As reported by ABC News, the Federal Energy Regulatory Commission (FERC) had previously allowed companies to begin construction of such projects even if the tribes objected. As of last week, FERC granted the tribes the power to veto such efforts and force negotiations between the companies and the tribes.
Seven recently proposed projects on Navajo land were rejected by the FERC. With these rejections came the announcement of the new regulations on tribal authority, thus allowing the tribes themselves to make such decisions in the future without the approval of the federal government.
“This is the acknowledgement and respect of tribal sovereignty, which is critical,” said George Hardeen, a spokesman for the president of the Navajo Nation. Navajo territory encompasses 27,000 square miles across three southwestern states: Arizona, New Mexico, and Utah.
“It applies anywhere that a hydropower project might be proposed on tribal lands throughout the United States,” said Aaron Paul, an attorney with the conservation group Grand Canyon Trust.
Hydropower plants are one of many proposals by so-called “renewable energy” groups as an alternative to conventional methods of fuel such as coal. Developers have sought to use land like the southwest due to the uneven terrain, rich with canyons, mesas, and other geological features that produce wildly different elevations; the numerous different levels are ideal for a water-based facility, as water must keep moving in order to generate power.

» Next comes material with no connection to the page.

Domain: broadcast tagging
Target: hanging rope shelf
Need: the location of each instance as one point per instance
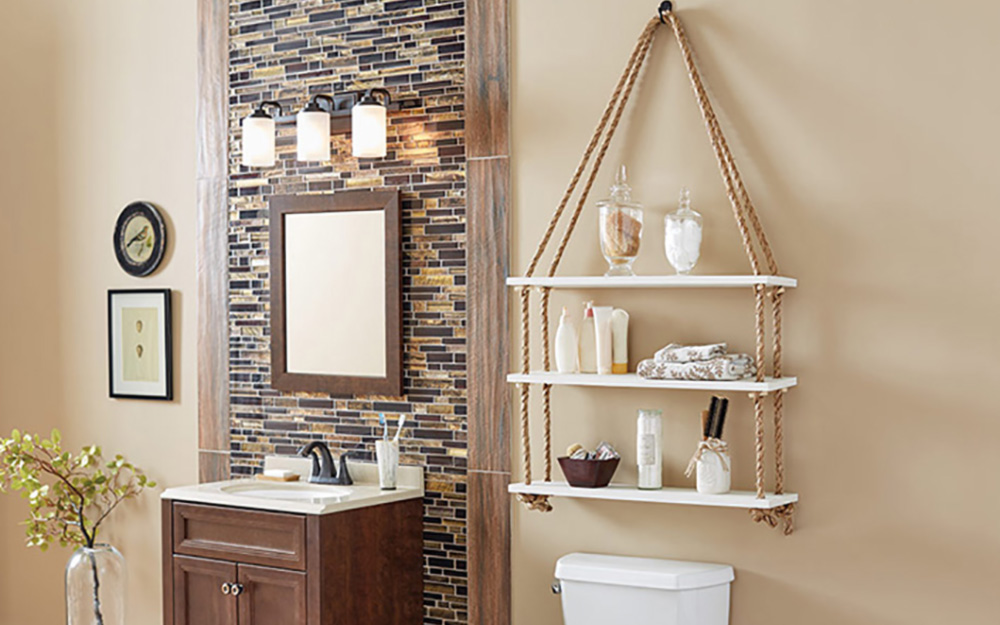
(755, 244)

Hardeen pointed out that the presence of such facilities might bother the roughly 175,000 residents of the Navajo Nation, where one-third of the population does not have running water.
“They would more likely say ‘no’ to these kinds of projects,” Hardeen noted.
One of the companies that was rejected by FERC and is now facing similar rejection from the tribes is Nature and People First, which wanted to build a facility on a reservation in Arizona that would be capable of storing up to 100,000 acres of water.
Denis Payre, the president and CEO of Nature and People First, described the announcement as “undeniably disheartening.”
“Developing pumped storage projects is inherently challenging; this additional obstacle threatens to halt our collective efforts,” he continued.
The United States negotiated treaties with these tribes in order to take their lands. They put them on reservations and supposedly gave them sovereignty over them. Personally, I think Indians should be assimilated fully but until they are, they have the right to do whatever they well please on their land.